Nossos questionamentos ou objetivos da pesquisa foram oriundos de
um contato estabelecido por nós com alguns comentadores, em especial,
Steven Lukes, o qual nos pareceu realizar uma abordagem problemática de
Durkheim. Através da análise do texto Bases para a Interpretação de
Durkheim, notamos que para Lukes não há possibilidade de inserir e
compreender a presença do indivíduo nos conceitos apresentados por
Durkheim, pois estes são incapazes de mostrar uma interação ou ainda
alguma autonomia do indivíduo perante a sociedade; dessa forma, o
Anais do XIX EAIC – 28 a 30 de outubro de 2010, UNICENTRO, Guarapuava –PR.
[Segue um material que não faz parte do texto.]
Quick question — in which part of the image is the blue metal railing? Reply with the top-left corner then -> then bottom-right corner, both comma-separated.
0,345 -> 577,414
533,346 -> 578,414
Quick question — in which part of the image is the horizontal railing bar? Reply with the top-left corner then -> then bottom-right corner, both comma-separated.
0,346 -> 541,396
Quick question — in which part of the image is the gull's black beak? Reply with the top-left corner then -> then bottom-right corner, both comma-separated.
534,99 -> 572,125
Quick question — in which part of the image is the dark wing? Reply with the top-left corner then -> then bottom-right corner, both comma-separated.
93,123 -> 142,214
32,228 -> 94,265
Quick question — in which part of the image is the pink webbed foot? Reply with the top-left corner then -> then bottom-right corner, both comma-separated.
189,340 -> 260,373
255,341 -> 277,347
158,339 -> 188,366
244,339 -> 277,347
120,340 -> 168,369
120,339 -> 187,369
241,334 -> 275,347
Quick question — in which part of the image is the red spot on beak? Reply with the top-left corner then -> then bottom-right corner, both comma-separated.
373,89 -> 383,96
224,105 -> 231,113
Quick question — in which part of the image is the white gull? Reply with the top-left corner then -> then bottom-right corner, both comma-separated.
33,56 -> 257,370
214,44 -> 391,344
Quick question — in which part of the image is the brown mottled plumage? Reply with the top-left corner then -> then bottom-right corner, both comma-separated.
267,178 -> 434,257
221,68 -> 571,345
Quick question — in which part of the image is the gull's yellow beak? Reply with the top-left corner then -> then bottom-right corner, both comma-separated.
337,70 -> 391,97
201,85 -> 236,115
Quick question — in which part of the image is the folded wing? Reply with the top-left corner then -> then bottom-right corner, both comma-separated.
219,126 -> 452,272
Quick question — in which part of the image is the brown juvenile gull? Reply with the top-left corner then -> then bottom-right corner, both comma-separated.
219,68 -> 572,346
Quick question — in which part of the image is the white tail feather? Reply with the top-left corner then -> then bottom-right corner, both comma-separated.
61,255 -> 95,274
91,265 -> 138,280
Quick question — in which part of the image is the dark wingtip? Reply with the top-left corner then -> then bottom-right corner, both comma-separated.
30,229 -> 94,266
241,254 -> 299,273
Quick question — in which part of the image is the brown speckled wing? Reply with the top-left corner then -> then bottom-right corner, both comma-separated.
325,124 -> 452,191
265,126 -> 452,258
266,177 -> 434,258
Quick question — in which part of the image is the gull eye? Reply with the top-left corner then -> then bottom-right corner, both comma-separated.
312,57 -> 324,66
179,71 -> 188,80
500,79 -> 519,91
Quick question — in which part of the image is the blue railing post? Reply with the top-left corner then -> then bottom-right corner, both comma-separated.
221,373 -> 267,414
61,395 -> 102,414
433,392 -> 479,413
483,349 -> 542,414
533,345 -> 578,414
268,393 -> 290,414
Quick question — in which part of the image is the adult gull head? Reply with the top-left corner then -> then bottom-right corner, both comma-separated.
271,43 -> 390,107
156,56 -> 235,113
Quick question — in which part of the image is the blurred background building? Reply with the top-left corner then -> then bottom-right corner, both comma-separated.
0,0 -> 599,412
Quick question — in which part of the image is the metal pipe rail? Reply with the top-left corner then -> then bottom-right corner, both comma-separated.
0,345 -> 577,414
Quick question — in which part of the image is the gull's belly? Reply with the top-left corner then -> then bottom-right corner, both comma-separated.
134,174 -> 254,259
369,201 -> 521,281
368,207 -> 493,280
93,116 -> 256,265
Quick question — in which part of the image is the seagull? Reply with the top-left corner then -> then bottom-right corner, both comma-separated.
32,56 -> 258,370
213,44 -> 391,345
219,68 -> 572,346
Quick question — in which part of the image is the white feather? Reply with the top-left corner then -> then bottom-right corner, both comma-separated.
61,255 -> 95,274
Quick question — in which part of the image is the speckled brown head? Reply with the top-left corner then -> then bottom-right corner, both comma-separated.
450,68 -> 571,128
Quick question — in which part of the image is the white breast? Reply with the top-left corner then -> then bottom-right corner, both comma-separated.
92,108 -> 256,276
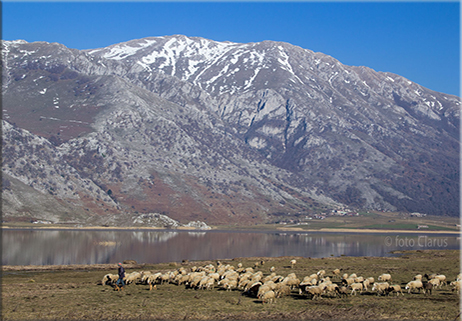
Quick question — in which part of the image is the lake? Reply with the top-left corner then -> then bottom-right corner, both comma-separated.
2,229 -> 459,266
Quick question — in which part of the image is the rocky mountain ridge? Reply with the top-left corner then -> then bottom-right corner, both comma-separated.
2,35 -> 459,226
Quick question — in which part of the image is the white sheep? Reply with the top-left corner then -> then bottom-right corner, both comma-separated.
434,275 -> 447,286
124,271 -> 142,285
405,280 -> 424,294
282,276 -> 300,289
290,259 -> 297,268
146,273 -> 162,290
262,272 -> 277,283
102,273 -> 118,286
362,279 -> 370,291
274,283 -> 292,298
354,276 -> 364,283
190,274 -> 205,289
450,280 -> 461,294
323,283 -> 339,297
386,284 -> 404,296
378,273 -> 392,282
342,277 -> 355,286
317,270 -> 326,278
176,274 -> 190,286
220,278 -> 238,291
261,290 -> 276,304
348,282 -> 363,295
371,282 -> 390,296
306,285 -> 323,300
332,268 -> 342,279
428,278 -> 441,288
257,283 -> 275,298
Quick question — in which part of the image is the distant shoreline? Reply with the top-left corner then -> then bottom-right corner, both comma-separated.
1,224 -> 460,234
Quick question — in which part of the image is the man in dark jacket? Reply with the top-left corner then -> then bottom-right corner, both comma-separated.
115,262 -> 125,291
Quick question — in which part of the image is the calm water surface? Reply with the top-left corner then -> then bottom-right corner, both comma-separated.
2,229 -> 459,266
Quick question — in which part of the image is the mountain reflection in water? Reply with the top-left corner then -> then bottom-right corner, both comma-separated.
3,229 -> 459,266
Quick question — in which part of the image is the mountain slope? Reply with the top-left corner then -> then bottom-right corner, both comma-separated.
2,36 -> 459,225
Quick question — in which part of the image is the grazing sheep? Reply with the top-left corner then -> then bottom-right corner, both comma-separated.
290,259 -> 297,268
306,286 -> 323,300
221,270 -> 238,280
146,273 -> 162,290
257,283 -> 275,298
372,282 -> 390,296
299,281 -> 314,294
342,277 -> 355,286
362,279 -> 370,291
434,275 -> 447,286
366,277 -> 375,284
208,272 -> 220,282
413,274 -> 423,281
348,282 -> 363,295
378,274 -> 392,282
238,278 -> 252,291
177,274 -> 190,286
190,275 -> 205,289
428,278 -> 441,288
317,270 -> 326,278
102,273 -> 118,286
283,276 -> 300,289
386,284 -> 404,296
332,268 -> 342,279
348,273 -> 357,279
160,272 -> 170,284
405,280 -> 424,294
301,276 -> 317,286
422,281 -> 433,295
198,276 -> 212,290
243,281 -> 262,297
450,280 -> 461,294
261,290 -> 276,304
354,276 -> 364,283
205,277 -> 215,290
335,286 -> 349,298
124,271 -> 142,285
324,284 -> 339,297
262,273 -> 277,283
222,278 -> 238,291
269,266 -> 276,273
275,284 -> 292,298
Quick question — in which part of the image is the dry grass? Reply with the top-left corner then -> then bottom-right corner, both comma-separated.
2,250 -> 460,320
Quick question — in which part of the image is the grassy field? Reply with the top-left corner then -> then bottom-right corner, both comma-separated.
2,249 -> 460,320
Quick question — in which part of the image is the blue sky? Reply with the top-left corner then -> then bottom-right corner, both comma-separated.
2,1 -> 460,96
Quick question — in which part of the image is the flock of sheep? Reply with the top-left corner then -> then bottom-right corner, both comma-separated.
101,259 -> 461,304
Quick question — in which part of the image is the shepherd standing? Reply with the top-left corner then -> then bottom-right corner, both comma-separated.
115,262 -> 125,291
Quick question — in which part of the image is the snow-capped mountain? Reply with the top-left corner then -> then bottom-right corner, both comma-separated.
2,35 -> 460,226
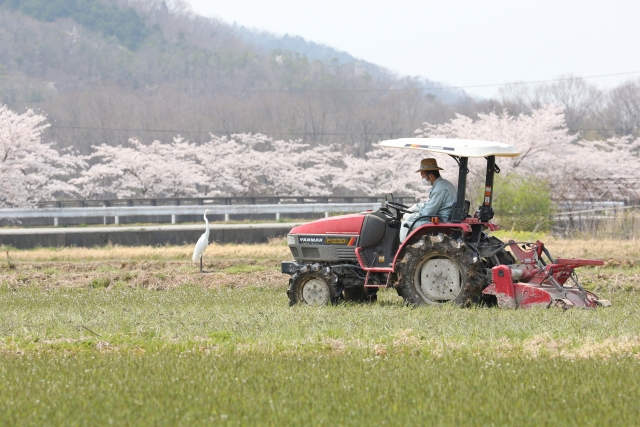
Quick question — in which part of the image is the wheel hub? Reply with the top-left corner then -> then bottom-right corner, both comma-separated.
301,278 -> 330,306
419,258 -> 461,301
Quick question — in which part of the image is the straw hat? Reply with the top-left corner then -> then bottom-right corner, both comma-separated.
415,158 -> 443,173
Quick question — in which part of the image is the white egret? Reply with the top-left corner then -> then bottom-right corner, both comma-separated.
192,209 -> 213,273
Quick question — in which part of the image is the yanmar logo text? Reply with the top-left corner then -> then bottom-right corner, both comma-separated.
299,236 -> 324,244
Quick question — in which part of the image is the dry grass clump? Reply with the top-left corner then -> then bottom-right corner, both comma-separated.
541,237 -> 640,264
482,333 -> 640,360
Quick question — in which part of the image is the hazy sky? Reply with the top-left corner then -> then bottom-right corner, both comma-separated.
186,0 -> 640,98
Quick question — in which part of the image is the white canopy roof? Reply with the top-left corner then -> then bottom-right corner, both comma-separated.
378,138 -> 521,158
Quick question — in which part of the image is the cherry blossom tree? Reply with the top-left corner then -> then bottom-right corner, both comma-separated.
68,162 -> 122,199
265,138 -> 332,196
195,133 -> 317,196
0,104 -> 81,208
410,104 -> 640,205
74,136 -> 206,198
75,133 -> 331,198
67,103 -> 640,203
152,136 -> 206,197
416,104 -> 577,175
414,104 -> 640,180
193,135 -> 247,196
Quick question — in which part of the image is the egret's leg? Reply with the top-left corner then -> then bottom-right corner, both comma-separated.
200,255 -> 203,273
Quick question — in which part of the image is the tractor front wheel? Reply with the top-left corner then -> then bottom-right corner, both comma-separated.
287,269 -> 340,306
394,233 -> 485,306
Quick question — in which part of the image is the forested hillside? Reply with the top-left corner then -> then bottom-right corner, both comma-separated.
1,0 -> 149,49
0,0 -> 468,156
0,0 -> 638,161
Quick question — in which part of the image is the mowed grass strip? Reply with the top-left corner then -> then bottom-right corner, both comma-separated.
1,351 -> 639,427
1,286 -> 639,358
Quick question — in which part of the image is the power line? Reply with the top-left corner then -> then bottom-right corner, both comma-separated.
435,70 -> 640,91
569,127 -> 639,133
48,125 -> 414,137
13,70 -> 640,95
218,70 -> 640,93
49,124 -> 637,136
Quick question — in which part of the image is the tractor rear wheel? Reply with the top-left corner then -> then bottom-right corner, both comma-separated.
287,269 -> 340,306
394,233 -> 485,306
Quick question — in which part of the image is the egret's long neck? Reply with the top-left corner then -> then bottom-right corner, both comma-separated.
204,213 -> 210,234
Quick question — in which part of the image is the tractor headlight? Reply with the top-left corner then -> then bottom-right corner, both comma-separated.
287,235 -> 296,245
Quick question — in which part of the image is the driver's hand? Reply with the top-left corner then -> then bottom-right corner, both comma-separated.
402,212 -> 418,223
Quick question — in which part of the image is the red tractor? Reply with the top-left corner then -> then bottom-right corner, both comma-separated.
281,138 -> 610,309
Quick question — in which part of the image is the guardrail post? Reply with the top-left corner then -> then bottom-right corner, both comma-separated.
54,217 -> 58,227
115,216 -> 119,225
225,213 -> 229,222
171,214 -> 176,225
325,212 -> 329,218
276,213 -> 280,221
103,216 -> 107,225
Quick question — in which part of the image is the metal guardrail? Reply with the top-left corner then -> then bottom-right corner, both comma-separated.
36,196 -> 414,208
0,203 -> 382,226
553,204 -> 637,218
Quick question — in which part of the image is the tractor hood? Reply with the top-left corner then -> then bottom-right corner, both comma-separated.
289,213 -> 366,235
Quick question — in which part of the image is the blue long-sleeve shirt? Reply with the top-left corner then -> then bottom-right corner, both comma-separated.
403,177 -> 457,226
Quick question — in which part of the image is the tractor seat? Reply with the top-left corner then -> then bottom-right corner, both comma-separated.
446,199 -> 471,222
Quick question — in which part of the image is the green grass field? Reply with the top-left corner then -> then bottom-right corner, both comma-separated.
1,239 -> 639,426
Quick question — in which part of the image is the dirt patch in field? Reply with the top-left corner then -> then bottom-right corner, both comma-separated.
0,260 -> 288,290
499,333 -> 640,360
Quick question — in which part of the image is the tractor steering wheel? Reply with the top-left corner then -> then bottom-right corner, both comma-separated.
385,201 -> 412,214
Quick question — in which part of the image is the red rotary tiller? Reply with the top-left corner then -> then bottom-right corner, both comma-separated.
483,240 -> 609,309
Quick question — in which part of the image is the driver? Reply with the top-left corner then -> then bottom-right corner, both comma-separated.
399,158 -> 457,242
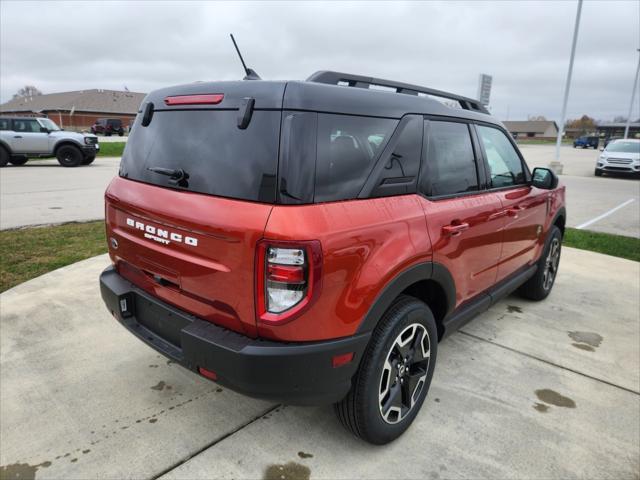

clássico autor deveria reformulá-los1. Também percebemos que para Lukes
há no raciocínio durkheimiano uma profunda e dicotômica separação entre o
profano e o sagrado (conceitos desenvolvidos por Durkheim em seu clássico
estudo sobre religião); assim, nos pareceu importante compreender se há
mesmo tal relação entre estas categorias inerentes ao pensamento
durkheimiano. Além disso, outro ponto que destacamos em nosso projeto de
pesquisa como merecedor de investigação refere-se aos seguintes
questionamentos: como se dá o movimento histórico e a mudança social na
obra de Durkheim? Como a história é evidenciada pelo clássico autor?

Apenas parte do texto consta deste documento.